Azerbaijan, Baku, 18 August / Trend / The Nabucco Gas Pipeline International, established to manage Nabucco, undertook an actual market survey amongst potential shippers for filling up the pipeline.
The company reported that Nabucco capacities are more than 100 Percent overbooked by potential shippers from day one in 2013 on a long term basis, when it will be put into operation due to strong request for transport of natural gas from various gas sources in Central Asia and Middle Eeast
Reinhard Mitschek, Managing Director of Nabucco Gas Pipeline International GmbH stated: "This result is a strong positive signal from the European gas market and potential shippers to Nabucco.

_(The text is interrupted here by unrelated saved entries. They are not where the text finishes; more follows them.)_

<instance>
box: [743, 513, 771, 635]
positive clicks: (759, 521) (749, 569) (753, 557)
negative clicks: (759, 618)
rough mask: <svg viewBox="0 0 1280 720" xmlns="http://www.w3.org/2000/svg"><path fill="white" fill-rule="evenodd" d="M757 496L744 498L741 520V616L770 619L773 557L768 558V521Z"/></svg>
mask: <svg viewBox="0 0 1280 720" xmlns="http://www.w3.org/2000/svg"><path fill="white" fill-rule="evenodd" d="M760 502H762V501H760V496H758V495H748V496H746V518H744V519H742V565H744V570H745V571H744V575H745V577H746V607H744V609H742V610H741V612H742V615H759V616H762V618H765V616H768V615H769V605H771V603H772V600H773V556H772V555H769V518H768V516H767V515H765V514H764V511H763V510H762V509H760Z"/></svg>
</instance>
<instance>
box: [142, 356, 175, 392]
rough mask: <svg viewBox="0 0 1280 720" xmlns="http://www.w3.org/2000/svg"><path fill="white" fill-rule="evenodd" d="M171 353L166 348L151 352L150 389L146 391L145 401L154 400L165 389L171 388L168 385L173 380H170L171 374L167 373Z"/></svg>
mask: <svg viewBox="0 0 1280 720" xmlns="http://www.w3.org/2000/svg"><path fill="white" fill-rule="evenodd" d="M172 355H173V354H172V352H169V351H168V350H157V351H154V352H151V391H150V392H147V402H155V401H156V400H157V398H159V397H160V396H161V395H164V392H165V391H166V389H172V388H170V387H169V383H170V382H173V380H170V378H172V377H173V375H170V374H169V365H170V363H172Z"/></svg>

The company's press release says that so far Nabucco Gas Pipeline International GmbH has already signed various Letters of Interests with potential shippers.
Nabucco costing $12.4bln is expected to supply gas from Azerbaijan and Central Asia to EU countries since 2013. OMV, MOL (Hungary), Botas (Turkey), Bulgargaz (Bulgaria), Transgaz (Romania) and German RWE are the shareholders of the project, each owing16.67%. Largest energy company Gaz de France is interested in purchasing a part of the gas to be transported via Nabucco.
In 2007 the need for the gas amongst 27 countries of the European Union was 500bln cu.m, with 300bln cu.m being imported and 200bln produced in Europe itself. Over the next 10-15 years, the total volume of gas consumption in Europe will grow up to 700bln cu.m per year, and production will fall to 100bln cu.m.